This has been my most frequently used protein for sous vide since I got my Sous Vide Supreme, and the reasoning is quite simple. Chuck is cheap, flavorful, marbled, and did I mention cheap? You can turn a $2.99/lb cut of meat into something that you would mistake for prime rib, for a tiny fraction of the cost, and you can do it EASILY!
Just bag with salt, pepper, and whatever MILD seasoning you want (everything intensifies over 48+hours) and wait for the metamorphosis. I like to use some smoked salt, and just a scant 1/8tsp dried thyme and garlic powder. You will of course debag, dry well, and blast on a hot cast iron pan with a blow torch to finalize the crusty details, right?
Braised chuck is great, but medium (140/48hr) or medium rare (130/72hr) is a whole new experience. Try it with eggs, over salad, with mashed potatoes, or my favorite: a French Dip Sandwich.
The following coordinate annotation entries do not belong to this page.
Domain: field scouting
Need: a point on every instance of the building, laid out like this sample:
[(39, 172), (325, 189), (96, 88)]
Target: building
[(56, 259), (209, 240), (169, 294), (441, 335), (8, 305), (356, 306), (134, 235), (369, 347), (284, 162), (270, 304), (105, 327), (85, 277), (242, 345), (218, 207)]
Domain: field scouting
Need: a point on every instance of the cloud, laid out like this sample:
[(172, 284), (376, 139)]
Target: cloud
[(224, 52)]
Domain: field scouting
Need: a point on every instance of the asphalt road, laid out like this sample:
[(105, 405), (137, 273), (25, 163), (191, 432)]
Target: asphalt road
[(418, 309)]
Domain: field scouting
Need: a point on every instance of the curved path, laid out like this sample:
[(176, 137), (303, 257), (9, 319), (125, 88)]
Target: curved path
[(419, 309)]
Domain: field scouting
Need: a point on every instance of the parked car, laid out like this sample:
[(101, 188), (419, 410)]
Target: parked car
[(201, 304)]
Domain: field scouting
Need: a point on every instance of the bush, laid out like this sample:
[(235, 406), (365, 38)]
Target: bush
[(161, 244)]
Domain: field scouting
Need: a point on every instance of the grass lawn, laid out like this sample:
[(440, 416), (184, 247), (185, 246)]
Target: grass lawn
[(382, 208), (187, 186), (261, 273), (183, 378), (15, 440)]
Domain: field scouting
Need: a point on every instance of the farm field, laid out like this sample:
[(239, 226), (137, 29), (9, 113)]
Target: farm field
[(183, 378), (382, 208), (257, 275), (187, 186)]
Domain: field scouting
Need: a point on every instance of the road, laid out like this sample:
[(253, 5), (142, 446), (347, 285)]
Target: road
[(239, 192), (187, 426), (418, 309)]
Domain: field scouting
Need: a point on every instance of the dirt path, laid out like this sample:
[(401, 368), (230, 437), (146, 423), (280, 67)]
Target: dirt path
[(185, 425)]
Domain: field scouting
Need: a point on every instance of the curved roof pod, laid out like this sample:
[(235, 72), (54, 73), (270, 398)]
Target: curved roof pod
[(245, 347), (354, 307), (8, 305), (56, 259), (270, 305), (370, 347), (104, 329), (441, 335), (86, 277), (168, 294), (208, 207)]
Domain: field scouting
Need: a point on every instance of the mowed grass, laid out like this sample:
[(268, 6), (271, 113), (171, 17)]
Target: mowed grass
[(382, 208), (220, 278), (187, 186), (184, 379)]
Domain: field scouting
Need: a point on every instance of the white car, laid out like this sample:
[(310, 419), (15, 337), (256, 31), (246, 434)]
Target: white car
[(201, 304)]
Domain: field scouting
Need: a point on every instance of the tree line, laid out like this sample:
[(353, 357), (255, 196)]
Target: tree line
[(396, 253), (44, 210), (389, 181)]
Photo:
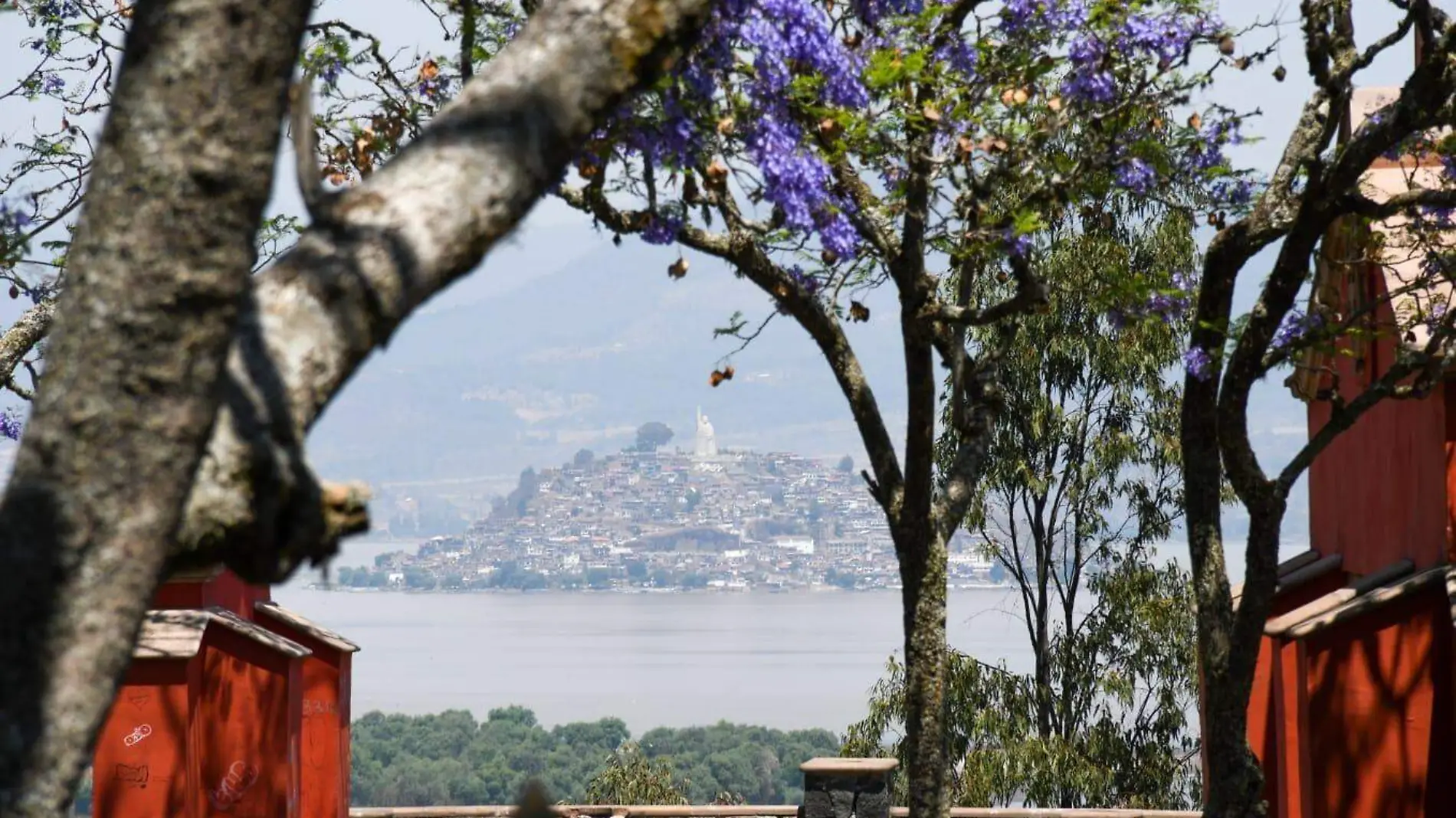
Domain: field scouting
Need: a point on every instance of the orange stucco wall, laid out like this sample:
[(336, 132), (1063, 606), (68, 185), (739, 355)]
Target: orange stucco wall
[(325, 759), (251, 743), (142, 754), (1378, 491), (1379, 714), (1263, 712)]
Now as for which cooking time and temp is better, I would have to say that for just eating straight up with au jus, I prefer the medium rare version. It is luscious and decadent. But for general use, and actually for sandwiches too, I could not tell the difference. This sandwich was done with the 48hour version, and boy was it good.
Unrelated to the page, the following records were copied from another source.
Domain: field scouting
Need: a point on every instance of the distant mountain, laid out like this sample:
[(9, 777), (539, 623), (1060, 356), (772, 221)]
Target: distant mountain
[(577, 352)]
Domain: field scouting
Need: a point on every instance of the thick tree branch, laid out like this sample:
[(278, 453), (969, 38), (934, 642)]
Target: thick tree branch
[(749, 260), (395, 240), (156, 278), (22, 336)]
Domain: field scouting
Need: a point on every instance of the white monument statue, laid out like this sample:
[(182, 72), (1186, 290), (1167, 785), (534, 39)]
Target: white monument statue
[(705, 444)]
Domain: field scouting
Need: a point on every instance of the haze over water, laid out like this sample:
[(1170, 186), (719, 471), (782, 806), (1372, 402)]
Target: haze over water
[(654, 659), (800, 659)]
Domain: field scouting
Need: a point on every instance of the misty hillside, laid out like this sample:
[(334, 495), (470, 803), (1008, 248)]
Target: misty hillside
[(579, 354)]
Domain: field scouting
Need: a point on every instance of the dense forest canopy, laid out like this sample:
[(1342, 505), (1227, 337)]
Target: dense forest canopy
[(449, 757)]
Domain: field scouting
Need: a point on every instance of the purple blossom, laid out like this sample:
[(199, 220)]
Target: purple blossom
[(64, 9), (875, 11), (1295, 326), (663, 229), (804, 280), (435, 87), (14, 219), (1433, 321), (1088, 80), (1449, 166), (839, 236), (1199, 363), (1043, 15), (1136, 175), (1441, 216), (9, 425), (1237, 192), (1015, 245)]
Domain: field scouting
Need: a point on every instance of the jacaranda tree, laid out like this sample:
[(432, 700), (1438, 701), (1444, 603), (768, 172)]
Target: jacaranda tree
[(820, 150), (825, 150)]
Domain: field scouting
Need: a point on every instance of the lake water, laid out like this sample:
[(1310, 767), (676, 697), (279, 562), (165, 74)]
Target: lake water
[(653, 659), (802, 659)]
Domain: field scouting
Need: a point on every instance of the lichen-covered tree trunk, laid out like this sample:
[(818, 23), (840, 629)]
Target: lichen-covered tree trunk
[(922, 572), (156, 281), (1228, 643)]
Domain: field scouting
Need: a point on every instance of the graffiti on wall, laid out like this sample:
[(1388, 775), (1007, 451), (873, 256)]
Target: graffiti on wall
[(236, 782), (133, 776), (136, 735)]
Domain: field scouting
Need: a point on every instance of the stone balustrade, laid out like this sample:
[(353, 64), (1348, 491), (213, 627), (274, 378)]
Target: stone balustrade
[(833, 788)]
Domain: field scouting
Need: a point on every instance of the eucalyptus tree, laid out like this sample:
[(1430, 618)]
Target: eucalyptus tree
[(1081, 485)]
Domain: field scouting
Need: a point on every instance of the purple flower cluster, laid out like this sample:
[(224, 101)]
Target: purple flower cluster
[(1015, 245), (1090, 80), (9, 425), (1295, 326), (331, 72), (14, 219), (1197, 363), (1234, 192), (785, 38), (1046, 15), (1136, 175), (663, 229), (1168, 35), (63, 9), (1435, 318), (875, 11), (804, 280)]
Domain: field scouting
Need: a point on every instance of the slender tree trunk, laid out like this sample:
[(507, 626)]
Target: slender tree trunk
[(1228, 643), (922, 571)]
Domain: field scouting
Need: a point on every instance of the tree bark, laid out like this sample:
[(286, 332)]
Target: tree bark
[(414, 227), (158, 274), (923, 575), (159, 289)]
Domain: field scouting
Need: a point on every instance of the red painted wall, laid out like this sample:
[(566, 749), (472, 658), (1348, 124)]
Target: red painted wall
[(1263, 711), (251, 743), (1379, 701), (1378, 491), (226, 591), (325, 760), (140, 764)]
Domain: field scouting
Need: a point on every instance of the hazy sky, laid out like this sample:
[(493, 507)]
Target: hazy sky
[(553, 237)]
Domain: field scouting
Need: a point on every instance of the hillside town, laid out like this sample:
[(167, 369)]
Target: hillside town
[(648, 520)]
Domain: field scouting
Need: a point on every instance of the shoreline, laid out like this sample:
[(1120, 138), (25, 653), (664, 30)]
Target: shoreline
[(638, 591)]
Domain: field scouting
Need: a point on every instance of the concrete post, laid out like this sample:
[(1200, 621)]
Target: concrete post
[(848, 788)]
Which brings me to another point. The jus. You will get a whole lot of accumulated meat juice in the bag over 48+ hours. DON’T WASTE IT! Oh the things you can do with that. Try adding some water and soy sauce to taste, boiling, skimming the protein scum that collects, and using as a basic jus.
You can also get a little fancier, mix the bag juice with some red wine reduction and butter, and use as you see fit. You can even reduce it all the way down to make a super concentrated demi-glace of sorts. Just don’t throw it away. If you are really lazy, just slice the meat and put that liquid all over the slices.
One last point I will make is how you butcher the roast. These things are usually pretty big. You want to find one that is as well marbled as possible. But moreover, you want to find one that has a fair amount of meat to either side of the central fatty rift. That rift, and all the other hard fat bits, makes the best burgers ever.
I love fat more than most people. And that hard thick fat does turn very nice and soft after 48+ hours. But the marbling is really what gives the meat its flavor, and I find I appreciate that mass of fat more when its oozing out of a ground burger than when dominating 20% of a slice of meat. Plus H won’t go near it.
So, as you can see in the pic below, I trim the fattiest bits for burgers, and save the nicely marbled stuff for sous vide or braising. It is a win/win that uses the whole roast in the best possible ways. Good luck!